You would probably say something like **"IT DEPENDS ON WHAT THE FOOD IS."** This means that the effect of our x variables on y (satisfaction) depends on the combination of food and condiment. I don't know about you guys, but I wouldn't be as satisfied if I had hot fudge on my hot dog or mustard on my ice cream. 

An interaction terms is something that we add to our regression to account for these "It Depends" moments between two x variables. We do this by multiplying the two of them together or *interacting* them with each other to capture the implications of the different combinations taking place.

$satisfaction_i = \beta_0 + \beta_1 food_i + \beta_2condiment_i + \beta_3(food\times condiment_i) + \epsilon$

<http://statisticsbyjim.com/regression/interaction-effects/>

### Removing Outliers

To remove outliers via the 1.5*Interquartile-Range method. The first step is to calculate the IQR for each variable.

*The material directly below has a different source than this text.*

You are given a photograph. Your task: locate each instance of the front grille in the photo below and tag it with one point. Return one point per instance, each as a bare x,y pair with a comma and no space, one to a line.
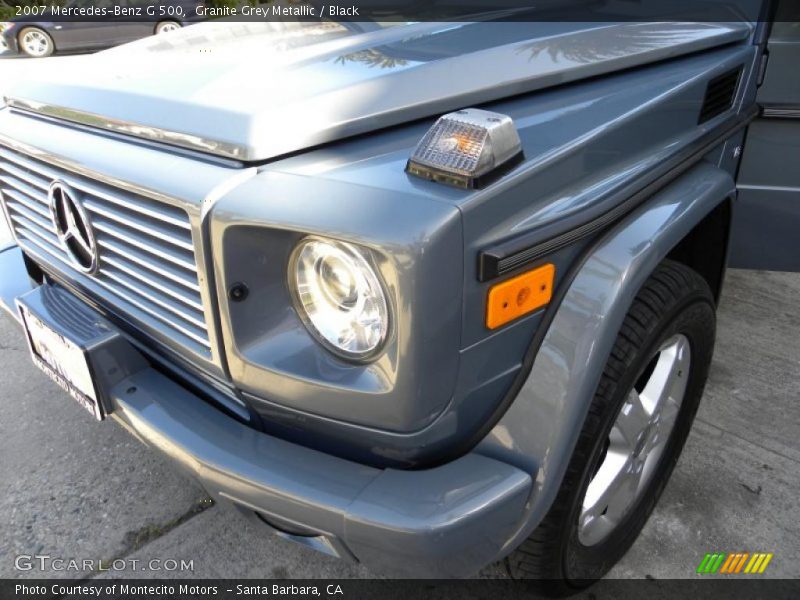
147,269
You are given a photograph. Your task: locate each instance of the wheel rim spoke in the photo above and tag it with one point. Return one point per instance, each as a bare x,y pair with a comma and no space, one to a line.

The IQR is the difference between the 25th and 75th percentiles of the feature.

Find the IQR and multiply it by 1.5

Then add the 1.5*IQR to the 3rd quartile (75th percentile). Anything above that range is an outlier.
Subtract 1.5*IQR from the 1st quartile (25th percentile). Anything below that value is also an outlier.

You want to minimize outliers in your dataset, so remove them by dropping observations that contain outliers in key features.

Typically you will wan to remove outliers before doing anything else with your dataset. We haven't focused on this strongly yet in the class, but coefficients get strongly biased by outliers so if you want to really have accurate predictions, remove outliers before you begin your feature engineering and modeling.

# Major Takeaways

- Polynomial Regression
  - Linear Regression can fit curved lines.
  - Including squared and cubed terms can improve fit and accuracy.

- Log-linear Regression
  - ln(y) helps normalize data with a skewed y variable.
  - ln(y) changes interpretation of coefficients and errors to be percentages.

- Feature Engineering
  - Generating Features improves model accuracy if done well.
  - This is where creativity and domain knowledge really pay off.
  - When you think that certain combinations of x variables might affect y differently than how they do separately. Include an interaction term.